The YPG/PKK terror group, which has long been criticized for abducting or recruiting children, has once again become the main topic of conversation of such human rights violations and crimes.
Mustafa Ekici, a coordinator at state-owned broadcaster TRT Kurdi, on Sunday reported from his personal Twitter account that the YPG/PKK on Friday abducted a 14-year-old child from northern Syria’s Al-Darbasiyah, a town on the Syrian border opposite Turkey's Şenyurt in Mardin province.
“When the family wanted their girl back, they said this is the girl’s decision,” Ekici also tweeted.
In another Twitter message, Ekici said that the YPG/PKK also abducted a 10-year-old child from northern Syria’s Aleppo on June 5.
Kurdish mothers whose children were abducted by the YPG/PKK have been staging a sit-in protest in southeastern Turkey’s Diyarbakır city in front of the pro-PKK Peoples’ Democratic Party (HDP) office for 10 months.
The YPG/PKK's use of child soldiers has been repeatedly documented and criticized by international human rights organizations, including Amnesty International and Human Rights Watch.
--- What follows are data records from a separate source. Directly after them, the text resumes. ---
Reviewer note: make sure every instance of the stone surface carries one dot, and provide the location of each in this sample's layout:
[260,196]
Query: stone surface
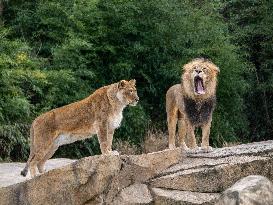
[140,168]
[10,172]
[76,183]
[134,194]
[165,177]
[198,172]
[91,180]
[251,190]
[175,197]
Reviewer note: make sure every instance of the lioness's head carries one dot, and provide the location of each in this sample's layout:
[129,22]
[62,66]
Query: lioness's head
[127,93]
[199,78]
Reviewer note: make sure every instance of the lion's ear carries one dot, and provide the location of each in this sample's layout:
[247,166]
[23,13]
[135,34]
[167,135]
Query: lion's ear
[132,82]
[122,84]
[216,69]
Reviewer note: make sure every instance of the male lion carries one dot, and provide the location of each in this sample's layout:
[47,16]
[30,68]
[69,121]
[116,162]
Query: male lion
[100,113]
[192,102]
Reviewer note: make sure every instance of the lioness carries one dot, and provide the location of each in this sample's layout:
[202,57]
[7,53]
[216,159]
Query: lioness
[100,113]
[192,102]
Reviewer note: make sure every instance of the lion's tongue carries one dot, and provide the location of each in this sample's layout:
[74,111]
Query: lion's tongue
[200,89]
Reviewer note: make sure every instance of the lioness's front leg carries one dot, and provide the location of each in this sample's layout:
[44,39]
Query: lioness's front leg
[191,135]
[205,137]
[105,137]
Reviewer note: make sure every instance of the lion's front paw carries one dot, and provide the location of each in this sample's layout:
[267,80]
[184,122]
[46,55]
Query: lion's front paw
[206,149]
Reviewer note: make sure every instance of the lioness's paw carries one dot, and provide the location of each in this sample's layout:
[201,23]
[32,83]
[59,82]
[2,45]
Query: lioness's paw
[194,150]
[115,152]
[171,146]
[185,147]
[206,149]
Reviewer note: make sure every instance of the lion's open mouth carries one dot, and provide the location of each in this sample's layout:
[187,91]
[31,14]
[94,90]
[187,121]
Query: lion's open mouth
[199,85]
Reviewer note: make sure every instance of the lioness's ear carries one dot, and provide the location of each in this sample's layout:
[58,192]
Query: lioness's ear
[121,84]
[132,82]
[215,68]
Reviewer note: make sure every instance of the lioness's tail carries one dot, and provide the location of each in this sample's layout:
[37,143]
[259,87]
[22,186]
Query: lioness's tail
[31,155]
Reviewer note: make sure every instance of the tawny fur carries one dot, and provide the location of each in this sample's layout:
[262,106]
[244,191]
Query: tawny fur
[182,100]
[100,114]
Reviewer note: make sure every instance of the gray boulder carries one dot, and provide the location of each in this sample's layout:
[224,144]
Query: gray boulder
[251,190]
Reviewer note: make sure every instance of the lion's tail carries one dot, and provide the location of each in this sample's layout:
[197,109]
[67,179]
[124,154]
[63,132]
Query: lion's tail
[31,155]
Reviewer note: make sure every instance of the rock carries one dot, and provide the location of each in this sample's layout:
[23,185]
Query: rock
[140,168]
[134,194]
[164,177]
[198,173]
[76,183]
[175,197]
[10,172]
[91,180]
[251,190]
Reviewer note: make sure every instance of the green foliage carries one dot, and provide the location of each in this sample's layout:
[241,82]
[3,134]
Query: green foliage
[57,52]
[251,23]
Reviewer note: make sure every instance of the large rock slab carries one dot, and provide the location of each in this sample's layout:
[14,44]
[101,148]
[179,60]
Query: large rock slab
[175,197]
[76,183]
[251,190]
[134,194]
[141,168]
[92,180]
[198,172]
[10,172]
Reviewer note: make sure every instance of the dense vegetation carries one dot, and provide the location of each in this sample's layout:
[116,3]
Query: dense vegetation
[58,51]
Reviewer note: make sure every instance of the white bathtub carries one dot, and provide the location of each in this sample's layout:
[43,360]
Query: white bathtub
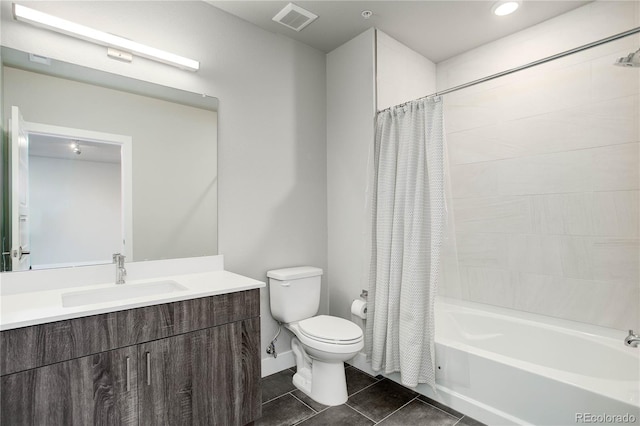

The group reportedly tricks families into giving up their children or outright kidnaps them, taking them to training camps where they are denied contact with their families.
In 2018, a United Nations annual report on children in armed conflict revealed 224 cases of child recruitment by the YPG/PKK between January and December in 2017, a fivefold increase compared with previous years.
Human Rights Watch also documented that the terrorist group continues to recruit children despite objections from families and preventing parents from getting in touch with their kids.
Human rights organizations have also documented the YPG/PKK's using torture and deliberately disrupting educational and health services.
The Fourth Geneva Convention on the Protection of Civilian Persons in Time of War prohibits the use of children under age 15 as soldiers.